FRANKFURT (Reuters) - A German court on Tuesday said it had opened proceedings against current and former Volkswagen (DE:VOWG_p) managers, including management board members, on suspicion of breaching their fiduciary duties by awarding excessive pay to labour leaders.
In Germany, wasting corporate funds is legally a breach of fiduciary duty.
A regional court in Braunschweig, Lower Saxony, where Volkswagen is based, said it had opened proceedings at the behest of local prosecutors in Braunschweig.
Two former Volkswagen management board members as well as the current and former manager in charge of personnel are being probed for potential breach of their fiduciary duties, the Braunschweig court said in a statement.

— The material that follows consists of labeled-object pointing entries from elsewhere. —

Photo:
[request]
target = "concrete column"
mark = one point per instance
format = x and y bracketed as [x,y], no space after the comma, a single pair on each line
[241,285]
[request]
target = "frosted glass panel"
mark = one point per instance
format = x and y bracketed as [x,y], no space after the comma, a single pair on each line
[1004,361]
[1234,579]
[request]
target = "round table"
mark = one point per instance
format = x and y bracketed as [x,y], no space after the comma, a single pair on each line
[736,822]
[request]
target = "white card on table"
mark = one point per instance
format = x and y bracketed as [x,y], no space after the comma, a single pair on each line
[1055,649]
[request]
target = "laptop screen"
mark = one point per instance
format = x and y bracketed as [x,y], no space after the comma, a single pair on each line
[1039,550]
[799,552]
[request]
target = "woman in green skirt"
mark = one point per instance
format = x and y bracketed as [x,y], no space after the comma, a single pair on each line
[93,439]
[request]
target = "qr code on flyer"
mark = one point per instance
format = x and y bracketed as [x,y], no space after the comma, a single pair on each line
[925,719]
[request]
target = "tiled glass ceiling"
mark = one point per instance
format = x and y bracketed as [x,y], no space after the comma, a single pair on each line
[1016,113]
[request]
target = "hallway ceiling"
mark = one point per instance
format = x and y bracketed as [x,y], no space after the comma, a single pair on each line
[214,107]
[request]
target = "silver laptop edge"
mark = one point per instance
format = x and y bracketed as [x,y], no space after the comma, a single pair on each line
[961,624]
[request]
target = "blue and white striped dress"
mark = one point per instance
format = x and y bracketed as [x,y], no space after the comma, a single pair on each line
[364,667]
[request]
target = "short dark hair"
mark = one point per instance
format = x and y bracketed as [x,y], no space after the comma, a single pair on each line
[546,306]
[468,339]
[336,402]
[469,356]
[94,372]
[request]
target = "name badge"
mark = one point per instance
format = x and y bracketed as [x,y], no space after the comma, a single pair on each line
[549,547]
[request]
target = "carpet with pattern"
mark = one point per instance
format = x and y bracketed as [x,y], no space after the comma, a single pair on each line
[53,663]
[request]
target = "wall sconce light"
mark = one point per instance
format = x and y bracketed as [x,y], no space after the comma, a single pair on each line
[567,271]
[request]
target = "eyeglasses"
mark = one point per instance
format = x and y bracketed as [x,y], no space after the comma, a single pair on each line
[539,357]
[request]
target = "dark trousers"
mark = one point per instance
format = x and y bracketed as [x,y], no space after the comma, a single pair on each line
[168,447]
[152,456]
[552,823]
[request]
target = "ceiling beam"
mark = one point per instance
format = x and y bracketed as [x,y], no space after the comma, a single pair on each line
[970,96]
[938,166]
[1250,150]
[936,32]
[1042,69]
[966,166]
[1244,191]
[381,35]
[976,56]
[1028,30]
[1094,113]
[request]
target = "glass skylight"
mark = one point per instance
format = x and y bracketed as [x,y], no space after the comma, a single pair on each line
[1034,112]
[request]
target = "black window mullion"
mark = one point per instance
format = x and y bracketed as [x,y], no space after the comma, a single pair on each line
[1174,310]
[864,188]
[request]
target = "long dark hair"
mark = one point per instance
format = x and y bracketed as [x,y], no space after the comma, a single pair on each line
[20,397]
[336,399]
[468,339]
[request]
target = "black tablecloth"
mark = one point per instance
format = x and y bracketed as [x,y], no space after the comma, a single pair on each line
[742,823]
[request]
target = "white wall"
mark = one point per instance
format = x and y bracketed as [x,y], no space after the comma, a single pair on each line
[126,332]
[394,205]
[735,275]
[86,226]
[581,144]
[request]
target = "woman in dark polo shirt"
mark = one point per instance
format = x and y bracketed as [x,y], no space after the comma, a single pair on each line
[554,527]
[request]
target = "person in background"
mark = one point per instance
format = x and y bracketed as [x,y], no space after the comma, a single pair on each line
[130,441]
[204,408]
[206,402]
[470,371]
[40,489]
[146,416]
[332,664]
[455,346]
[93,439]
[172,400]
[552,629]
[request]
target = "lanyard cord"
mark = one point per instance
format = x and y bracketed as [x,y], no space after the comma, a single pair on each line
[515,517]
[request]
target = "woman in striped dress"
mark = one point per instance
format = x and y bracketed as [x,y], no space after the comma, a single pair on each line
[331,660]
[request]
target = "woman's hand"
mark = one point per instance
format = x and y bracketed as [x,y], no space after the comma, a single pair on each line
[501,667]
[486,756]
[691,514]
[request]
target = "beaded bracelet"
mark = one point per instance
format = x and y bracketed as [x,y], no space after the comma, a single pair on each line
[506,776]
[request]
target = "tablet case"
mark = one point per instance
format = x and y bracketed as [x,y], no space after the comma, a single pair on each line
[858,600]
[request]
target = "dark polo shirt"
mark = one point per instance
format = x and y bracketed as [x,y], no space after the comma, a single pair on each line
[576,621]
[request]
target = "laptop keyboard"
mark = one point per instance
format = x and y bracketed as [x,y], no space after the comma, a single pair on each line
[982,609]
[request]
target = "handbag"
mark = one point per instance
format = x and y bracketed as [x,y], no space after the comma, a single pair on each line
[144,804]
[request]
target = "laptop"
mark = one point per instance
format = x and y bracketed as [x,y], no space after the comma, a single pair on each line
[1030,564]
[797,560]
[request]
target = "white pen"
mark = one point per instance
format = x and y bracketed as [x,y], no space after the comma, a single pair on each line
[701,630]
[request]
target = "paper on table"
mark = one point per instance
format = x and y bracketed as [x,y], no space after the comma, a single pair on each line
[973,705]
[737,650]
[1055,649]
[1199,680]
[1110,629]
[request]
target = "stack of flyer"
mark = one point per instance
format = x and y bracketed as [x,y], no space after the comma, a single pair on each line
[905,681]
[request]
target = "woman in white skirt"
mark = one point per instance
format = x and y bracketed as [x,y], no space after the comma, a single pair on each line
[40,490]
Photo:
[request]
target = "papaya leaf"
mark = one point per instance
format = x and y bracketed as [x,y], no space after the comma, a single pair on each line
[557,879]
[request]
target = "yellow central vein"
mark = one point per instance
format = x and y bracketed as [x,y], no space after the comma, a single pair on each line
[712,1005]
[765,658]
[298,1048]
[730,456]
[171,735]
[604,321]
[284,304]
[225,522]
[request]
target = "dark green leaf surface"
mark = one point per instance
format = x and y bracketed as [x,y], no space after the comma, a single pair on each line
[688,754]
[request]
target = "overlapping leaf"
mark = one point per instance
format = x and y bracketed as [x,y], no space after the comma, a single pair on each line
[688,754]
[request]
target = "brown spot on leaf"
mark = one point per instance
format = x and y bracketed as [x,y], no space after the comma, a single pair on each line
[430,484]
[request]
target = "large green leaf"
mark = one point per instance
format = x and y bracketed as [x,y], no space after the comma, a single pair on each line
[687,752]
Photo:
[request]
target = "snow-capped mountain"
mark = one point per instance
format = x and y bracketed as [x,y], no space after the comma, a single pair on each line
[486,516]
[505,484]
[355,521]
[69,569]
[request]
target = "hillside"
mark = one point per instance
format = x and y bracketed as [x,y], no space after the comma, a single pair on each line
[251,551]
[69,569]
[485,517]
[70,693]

Those being probed were responsible for setting pay and bonus payments for works council members, the court said, adding that prosecutors believed Volkswagen likely wasted more than 5 million euros ($5.86 million) in excessive pay for labour leaders between May 2011 and May 2016.
Volkswagen and the works council have said that payments were in line with legal guidelines. Volkswagen had no immediate comment on Tuesday.
In 2017 Volkswagen said it had cut the salaries and suspended the bonuses of 14 members of its works council, including the council's head Bernd Osterloh, as public prosecutors investigate alleged earlier overpayment.
At the time, Matthias Mueller, the former VW chief executive, said that the cuts in pay were a precautionary measure taken until the legality of pay levels were clarified.
In November 2016, prosecutors and tax investigators raided the offices of senior VW officials probing overpayment and tax evasion.